Introduction
Sometimes it is required to transfer your domains from one server to another and a related concern that often arise is, What to do with the SSL certificates?. Yes, it is possible to transfer SSL certificates used with the domain in one server to another along with the domain. Interestingly, it is possible to transfer the certificates used with your Linux/Apache/nginx servers to a Windows/IIS server and vice versa. Every server require its SSL certificate in a specific format for the server to process it, the Windows/IIS setup require the SSL in .pfx format but the Linux/Apache or Nginx servers require the certificate in .crt format and other servers like Haproxy require it in .pem format. All you need to do is export the certificates from its currently installed server and convert them to the correct certificate format as per the destination server requirement. Make sure you are exporting the certificates with its private key and any intermediate certificates used along with that certificate. We are going to discuss the exporting of SSL certificates from different server types, their conversion and installation of the converted certificates in their destination.
#1 Moving an SSL certificate from one IIS server to another IIS server.
This is a pretty straight forward operation as no SSL conversion is required since both the servers are IIS which use the same .pfx format for its certificates. The steps are as described below.
1.) Open IIS as administrator and find the “Server Certificates” option from the Home window
2.) Select the certificate that you want to export from the list, right click on it and click the Export option.

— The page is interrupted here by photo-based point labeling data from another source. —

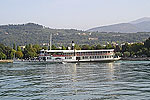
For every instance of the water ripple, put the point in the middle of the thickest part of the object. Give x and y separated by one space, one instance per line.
125 80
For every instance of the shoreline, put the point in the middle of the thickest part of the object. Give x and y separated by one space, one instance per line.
6 61
137 59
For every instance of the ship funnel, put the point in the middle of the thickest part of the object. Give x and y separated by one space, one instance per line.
73 44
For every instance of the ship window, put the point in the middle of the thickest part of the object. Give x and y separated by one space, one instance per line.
48 57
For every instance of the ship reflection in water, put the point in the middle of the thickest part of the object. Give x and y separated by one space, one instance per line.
83 81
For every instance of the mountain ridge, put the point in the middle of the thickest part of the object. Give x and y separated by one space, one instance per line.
139 25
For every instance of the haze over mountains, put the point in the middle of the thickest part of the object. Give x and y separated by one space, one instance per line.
139 25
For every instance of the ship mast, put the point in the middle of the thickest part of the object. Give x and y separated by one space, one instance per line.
50 42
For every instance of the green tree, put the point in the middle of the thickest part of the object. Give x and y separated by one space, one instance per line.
126 54
99 47
2 55
77 47
18 48
14 46
85 47
19 54
109 46
54 47
12 53
63 48
118 54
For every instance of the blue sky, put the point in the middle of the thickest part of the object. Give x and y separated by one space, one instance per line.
76 14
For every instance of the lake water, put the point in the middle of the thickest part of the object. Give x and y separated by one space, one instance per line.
122 80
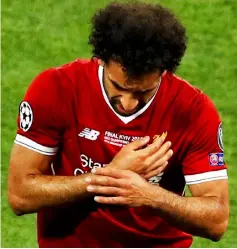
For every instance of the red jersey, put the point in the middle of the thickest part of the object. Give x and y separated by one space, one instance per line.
66 113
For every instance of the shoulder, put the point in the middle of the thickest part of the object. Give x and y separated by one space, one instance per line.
190 97
62 80
77 70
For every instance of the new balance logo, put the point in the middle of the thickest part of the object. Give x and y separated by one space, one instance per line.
89 134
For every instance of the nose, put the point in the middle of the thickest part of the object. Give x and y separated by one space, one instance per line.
129 102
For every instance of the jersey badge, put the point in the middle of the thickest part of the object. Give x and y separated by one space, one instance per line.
216 159
220 137
26 116
89 134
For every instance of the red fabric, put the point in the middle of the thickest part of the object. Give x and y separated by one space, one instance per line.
68 99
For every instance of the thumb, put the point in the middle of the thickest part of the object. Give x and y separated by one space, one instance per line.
139 143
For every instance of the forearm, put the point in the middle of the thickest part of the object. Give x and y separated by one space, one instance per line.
200 216
40 191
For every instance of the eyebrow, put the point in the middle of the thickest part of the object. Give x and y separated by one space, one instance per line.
117 85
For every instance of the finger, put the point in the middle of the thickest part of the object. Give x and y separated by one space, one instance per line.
154 147
111 172
106 181
110 200
156 171
159 162
104 190
162 151
138 144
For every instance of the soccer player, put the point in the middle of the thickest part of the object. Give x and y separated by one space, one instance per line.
84 157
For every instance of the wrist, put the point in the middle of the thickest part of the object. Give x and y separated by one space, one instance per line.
152 195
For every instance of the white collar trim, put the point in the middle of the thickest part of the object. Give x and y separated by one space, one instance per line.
126 119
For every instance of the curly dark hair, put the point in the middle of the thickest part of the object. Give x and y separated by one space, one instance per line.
141 37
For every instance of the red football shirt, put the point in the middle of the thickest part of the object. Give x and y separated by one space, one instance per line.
66 113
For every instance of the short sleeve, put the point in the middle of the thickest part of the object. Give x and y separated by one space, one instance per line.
204 160
41 115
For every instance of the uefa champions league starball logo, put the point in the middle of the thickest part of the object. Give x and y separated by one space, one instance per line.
220 137
26 116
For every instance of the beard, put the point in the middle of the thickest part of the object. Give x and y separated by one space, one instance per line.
118 107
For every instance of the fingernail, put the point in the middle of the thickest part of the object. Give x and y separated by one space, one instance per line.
146 138
164 135
88 179
89 188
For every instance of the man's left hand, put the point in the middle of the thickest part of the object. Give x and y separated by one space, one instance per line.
118 187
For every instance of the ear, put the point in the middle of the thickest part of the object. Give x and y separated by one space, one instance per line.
101 62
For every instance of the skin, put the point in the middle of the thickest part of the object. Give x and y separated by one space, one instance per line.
123 181
205 214
126 95
31 186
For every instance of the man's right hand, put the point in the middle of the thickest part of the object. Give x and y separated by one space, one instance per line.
148 161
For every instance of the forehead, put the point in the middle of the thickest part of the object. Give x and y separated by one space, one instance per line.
116 73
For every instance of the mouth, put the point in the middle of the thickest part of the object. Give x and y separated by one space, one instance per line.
123 112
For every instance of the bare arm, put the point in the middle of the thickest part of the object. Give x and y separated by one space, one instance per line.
31 189
205 214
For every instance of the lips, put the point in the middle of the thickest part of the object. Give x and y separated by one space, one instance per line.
123 111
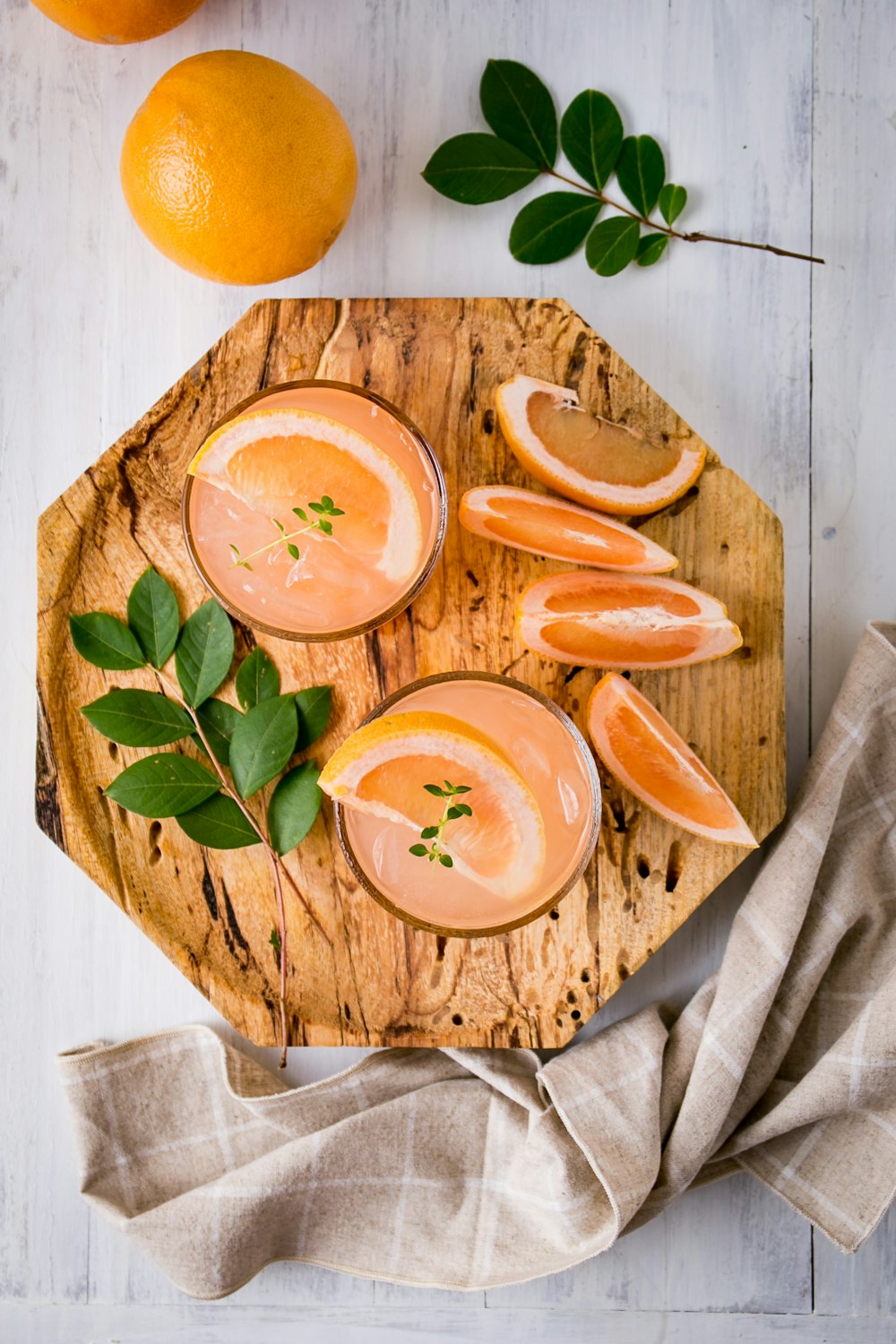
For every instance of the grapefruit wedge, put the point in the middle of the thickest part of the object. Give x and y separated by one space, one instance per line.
651 761
624 621
384 769
559 530
276 460
590 459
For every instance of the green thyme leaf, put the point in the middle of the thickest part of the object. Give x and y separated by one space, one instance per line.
139 718
218 824
477 168
314 709
153 616
552 226
641 171
519 108
204 652
107 642
293 806
163 785
611 245
650 249
591 136
263 744
672 201
218 722
257 679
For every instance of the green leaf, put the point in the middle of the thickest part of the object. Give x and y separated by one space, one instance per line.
257 679
611 245
314 709
591 136
220 720
552 226
153 616
204 652
107 642
641 171
218 824
672 201
650 249
263 744
520 109
293 806
163 785
476 168
139 718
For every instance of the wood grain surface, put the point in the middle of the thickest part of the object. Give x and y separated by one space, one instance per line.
382 981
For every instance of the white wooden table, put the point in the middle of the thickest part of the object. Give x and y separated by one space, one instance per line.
780 118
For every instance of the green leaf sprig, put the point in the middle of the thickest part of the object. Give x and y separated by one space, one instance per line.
477 167
244 749
324 508
450 814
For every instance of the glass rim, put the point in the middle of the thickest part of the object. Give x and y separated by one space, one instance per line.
406 597
591 839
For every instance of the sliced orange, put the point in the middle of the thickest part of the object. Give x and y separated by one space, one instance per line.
624 621
651 761
559 530
384 766
590 459
279 459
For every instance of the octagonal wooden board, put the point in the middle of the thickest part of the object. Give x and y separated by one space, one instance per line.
381 981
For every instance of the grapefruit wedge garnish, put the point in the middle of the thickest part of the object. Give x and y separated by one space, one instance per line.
624 621
651 761
277 459
384 766
559 530
590 459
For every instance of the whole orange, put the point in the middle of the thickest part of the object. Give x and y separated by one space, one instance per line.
117 21
238 168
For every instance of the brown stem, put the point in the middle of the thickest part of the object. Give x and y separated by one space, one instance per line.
673 233
281 908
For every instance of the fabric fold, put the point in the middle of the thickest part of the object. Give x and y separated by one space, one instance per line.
470 1169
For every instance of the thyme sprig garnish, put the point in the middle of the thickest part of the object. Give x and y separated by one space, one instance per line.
450 814
324 508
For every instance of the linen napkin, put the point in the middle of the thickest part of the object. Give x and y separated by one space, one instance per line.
470 1168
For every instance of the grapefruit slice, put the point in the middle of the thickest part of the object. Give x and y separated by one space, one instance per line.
624 621
559 530
279 459
383 769
590 459
651 761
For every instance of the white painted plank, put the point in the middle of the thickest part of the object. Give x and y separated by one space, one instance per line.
853 335
228 1324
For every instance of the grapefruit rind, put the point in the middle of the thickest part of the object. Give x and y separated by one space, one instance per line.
474 757
405 530
613 691
482 505
512 401
642 615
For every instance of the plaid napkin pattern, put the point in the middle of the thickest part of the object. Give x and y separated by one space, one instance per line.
466 1169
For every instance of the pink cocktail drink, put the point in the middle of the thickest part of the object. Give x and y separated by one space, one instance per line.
277 558
549 755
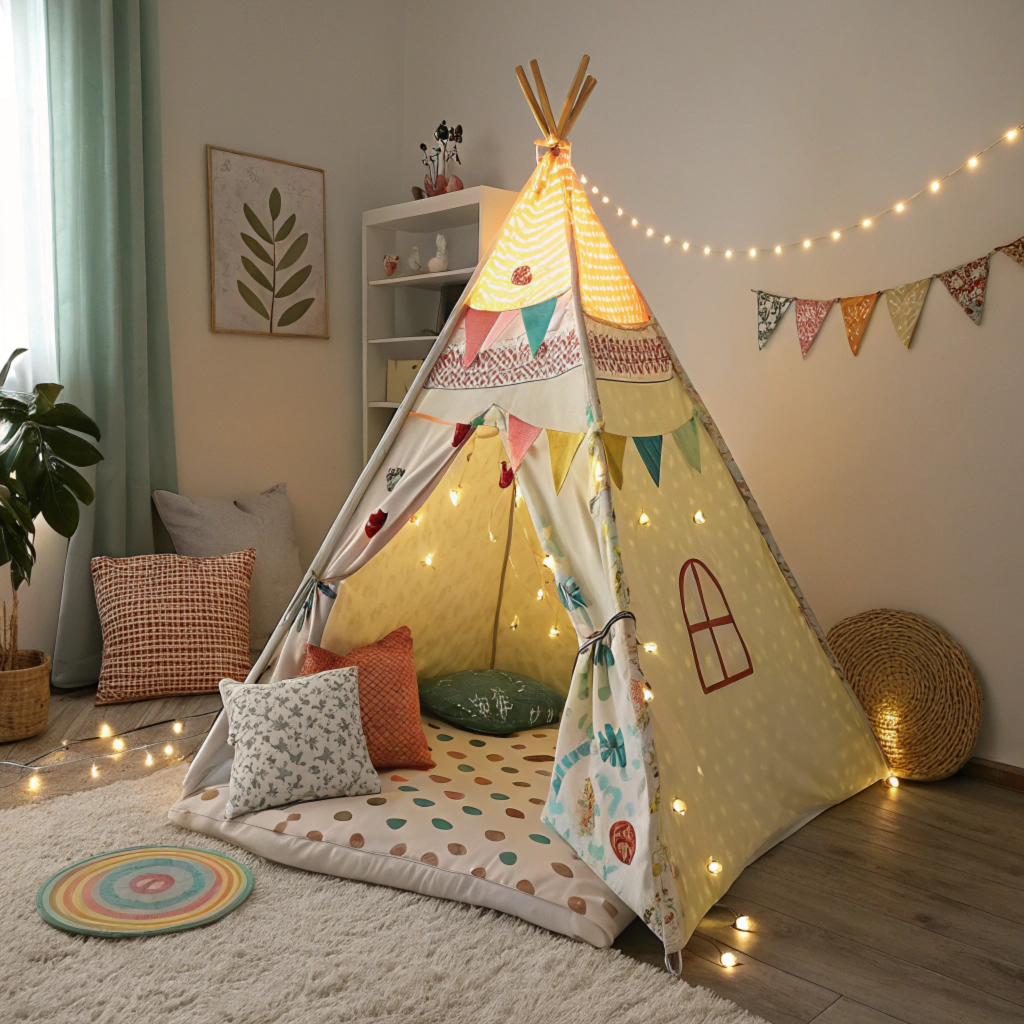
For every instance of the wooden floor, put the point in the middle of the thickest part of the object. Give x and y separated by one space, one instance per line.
901 905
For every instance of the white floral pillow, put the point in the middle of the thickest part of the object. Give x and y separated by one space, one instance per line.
296 739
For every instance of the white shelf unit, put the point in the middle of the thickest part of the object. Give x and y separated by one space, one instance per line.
399 313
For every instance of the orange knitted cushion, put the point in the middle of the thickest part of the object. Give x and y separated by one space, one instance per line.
389 699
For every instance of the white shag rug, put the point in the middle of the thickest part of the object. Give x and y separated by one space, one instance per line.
302 949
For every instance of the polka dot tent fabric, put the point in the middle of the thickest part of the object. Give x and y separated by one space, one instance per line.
145 890
468 829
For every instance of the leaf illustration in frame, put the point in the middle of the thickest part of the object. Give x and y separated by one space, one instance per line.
257 249
295 250
256 223
285 229
295 282
292 313
256 273
253 299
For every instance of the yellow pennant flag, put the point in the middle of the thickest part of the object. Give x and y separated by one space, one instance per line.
614 448
905 304
562 446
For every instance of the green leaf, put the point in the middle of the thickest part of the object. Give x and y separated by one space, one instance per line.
6 366
294 283
257 249
256 223
285 229
292 313
67 415
256 273
71 448
253 299
295 250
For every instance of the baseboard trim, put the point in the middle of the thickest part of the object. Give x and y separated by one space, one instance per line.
1009 776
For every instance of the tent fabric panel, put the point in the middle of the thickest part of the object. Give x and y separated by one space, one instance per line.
752 757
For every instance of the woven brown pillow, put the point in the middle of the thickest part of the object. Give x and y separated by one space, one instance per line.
172 625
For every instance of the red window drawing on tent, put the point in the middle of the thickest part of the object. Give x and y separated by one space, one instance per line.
719 652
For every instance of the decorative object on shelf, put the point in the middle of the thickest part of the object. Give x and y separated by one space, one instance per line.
267 245
41 446
967 284
147 890
916 687
437 181
438 263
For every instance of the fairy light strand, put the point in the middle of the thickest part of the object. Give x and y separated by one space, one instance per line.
864 223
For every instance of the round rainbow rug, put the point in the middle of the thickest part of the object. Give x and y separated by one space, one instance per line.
145 890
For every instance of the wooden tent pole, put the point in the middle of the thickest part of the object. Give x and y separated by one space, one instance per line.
588 88
531 99
570 96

You will see the common name to which the certificate issued, the issuer of the certificate, its expiration date etc in this window.
3.) The selected export will ask you for the destination directory location for the exported certificates and a password for protecting the exported certificates. Please note down the password if you are using once since it will be required at the time of importing these certificates to another server.
4.) Copy the certificate from its exported location and move it to a location in your destination IIS server. Open IIS in your destination server as administrator, open “Server Certificates” from the Home screen options and select the import option from left side pane. Browse and select the certificate file from its location, provide the password that you used to export the certificate from the other server, click ‘Ok’. This will import the certificate to IIS and it will be listed in server certificates.
5.) Now you can proceed installing this imported certificate for your domain. Open IIS with administrator privileges, expand the “Sites”, click on the website to which you want to install the certificate. Click on ‘Bindings’ from the left side pane, click on ‘Add’ button, Select the imported SSL certificate from the dropdownliast, add host name and click ‘Ok’ button.
Restart the website from the left pane ‘Manage Web Site’ option.
#2 Copying SSL From a Windows/IIS Server to Linux/Apache Server
1.) Export the certificates from the Windows IIS server as described in the above tutorial (steps 1, 2 and 3)
2.) Copy the exported .pfx certificate from the Windows server to the Linux server. You can use applications like WinSCP, or FTP service in Linux server to transfer the certificates.
3.) Open the command terminal in Linux server and execute the below command to convert the .pfx certificate to the .crt and private key format.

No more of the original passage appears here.